Crítica | Invasão ao Serviço Secreto

Invasão Ao Serviço Secreto é a terceira parte da trilogia Has Fallen, conhecida no Brasil como “Invasão a algo ou alguma coisa“, e seu início é silencioso, mostrando o método e ação de Mike Banning, personagem de Gerard Butler que em outras oportunidades já havia salvado a pátria e também o mundo. Os ângulos fechados lembram estilos de filmagem bem diferenciados, unindo a realidade semi documental de Tropa de Elite e outros filmes de ação brasileiros com os cortes secos e enfoques mais fechados da trilogia Bourne, em especial os filmes de Paul Greengrass. As cenas impressionam pela habilidade de Ric Roman Waugh em registrar a urgência, apesar de não ocorrer ali  um fato tão agressivo quanto aparenta, quase numa reimaginação da peça shakesperiana Muito Barulho por Nada.

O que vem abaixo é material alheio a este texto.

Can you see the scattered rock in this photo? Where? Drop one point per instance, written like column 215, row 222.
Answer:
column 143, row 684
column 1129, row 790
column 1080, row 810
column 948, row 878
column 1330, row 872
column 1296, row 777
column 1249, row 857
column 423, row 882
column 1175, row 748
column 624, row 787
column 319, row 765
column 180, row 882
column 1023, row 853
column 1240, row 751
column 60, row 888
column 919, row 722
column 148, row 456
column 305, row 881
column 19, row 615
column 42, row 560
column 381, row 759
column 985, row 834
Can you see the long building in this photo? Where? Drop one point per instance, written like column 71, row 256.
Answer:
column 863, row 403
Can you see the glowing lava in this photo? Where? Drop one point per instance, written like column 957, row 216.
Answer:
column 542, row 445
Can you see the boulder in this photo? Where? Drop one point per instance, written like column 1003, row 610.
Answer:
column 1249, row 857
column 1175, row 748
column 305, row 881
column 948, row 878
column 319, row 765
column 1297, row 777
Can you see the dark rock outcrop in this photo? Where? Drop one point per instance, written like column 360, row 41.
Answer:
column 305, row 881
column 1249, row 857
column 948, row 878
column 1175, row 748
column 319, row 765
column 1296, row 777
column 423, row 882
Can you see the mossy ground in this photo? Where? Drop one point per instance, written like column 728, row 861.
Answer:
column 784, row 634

Há uma clara tentativa de tornar grave a vivencia de Mike. Ele toma pílulas, para lidar com o dia a dia estressante, com a proximidade da morte e com a violência corriqueira. Claramente ele não imaginou que viveria  tanto, nem que passaria por tantas operações ileso como está, e entre uma ida e outra para casa, onde encontra sua família e amigos, ele vai sentindo a pressão aumentar.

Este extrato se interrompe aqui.